Puntiamo a un fisco per lo sviluppo

La detassazione riferibile alla ricerca e sviluppo, alla patent box, oppure a industria 4.0 attraverso i super ammortamenti, non potrà e non dovrà più essere ricondotta alla cosiddetta fiscalità di vantaggio ma a vera e propria fiscalità di sviluppo da cui le aziende virtuose non possono e non potranno prescindere.
Per questo molta attenzione dovrebbe essere dedicata dal legislatore a come rappresentare tali istituti, senza stravolgerne quindi gli obiettivi e le procedure per condividerli e coordinarli anche con gli altri Stati membri dell’Ue.
Non si può inoltre non tenere conto che gli obiettivi di sostenibilità di lungo termine potranno essere raggiunti solo ed esclusivamente se in azienda si verificano le condizioni per poter investire in innovazione e sviluppo in modo coerente con il perseguimento degli obiettivi generali ESG (ambientali, sociali e di governance).
Tali condizioni, senza fiscalità di sviluppo, intesa quale riduzione d’imposta per generare capitale da destinare appunto al perseguimento degli obiettivi ESG, difficilmente si verificheranno e pertanto difficilmente le aspettative dei Governi circa l’impegno per il loro raggiungimento saranno soddisfatte.
Limitare o gestire in modo poco lungimirante la fiscalità di sviluppo nell’intento di difendere le potenziali perdite di gettito dello Stato corrisponderebbe a una visione del tutto miope circa il ruolo delle aziende del nostro tessuto economico, dalle piccole alle grandi.

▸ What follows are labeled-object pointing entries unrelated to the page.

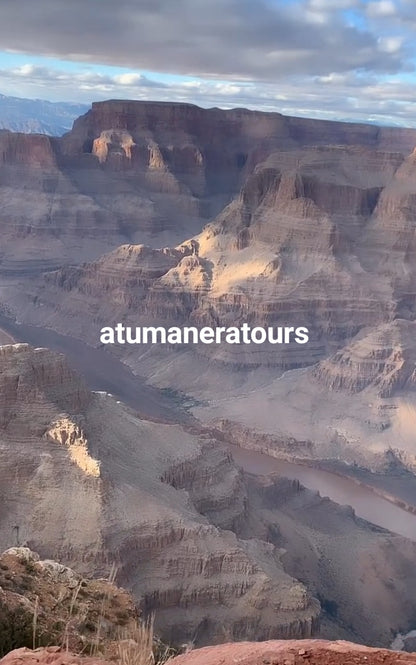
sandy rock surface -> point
(293, 652)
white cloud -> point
(391, 44)
(381, 8)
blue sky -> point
(338, 59)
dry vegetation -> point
(86, 617)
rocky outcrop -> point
(315, 652)
(87, 483)
(44, 603)
(382, 359)
(48, 656)
(154, 173)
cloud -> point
(227, 39)
(335, 96)
(381, 8)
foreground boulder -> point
(293, 652)
(44, 603)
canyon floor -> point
(166, 214)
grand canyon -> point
(244, 492)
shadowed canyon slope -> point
(213, 552)
(167, 214)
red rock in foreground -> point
(47, 656)
(292, 652)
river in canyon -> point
(102, 371)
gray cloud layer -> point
(347, 59)
(237, 39)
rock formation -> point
(213, 553)
(84, 481)
(315, 652)
(46, 603)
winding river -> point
(102, 371)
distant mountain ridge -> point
(38, 116)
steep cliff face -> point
(88, 483)
(146, 172)
(317, 231)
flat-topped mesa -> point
(30, 150)
(36, 384)
(214, 124)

E un approccio “sereno” verso la fiscalità di sviluppo potrebbe ancora di più incentivare le varie istituzioni e associazioni di categoria a diffondere la cultura del pagamento delle imposte, evitando l’elusione e l’evasione fiscale anche internazionale, posto che il maggior gettito che ne deriverebbe dovrebbe proprio avere anche il ruolo sociale di andare a sovvenzionare le imprese virtuose.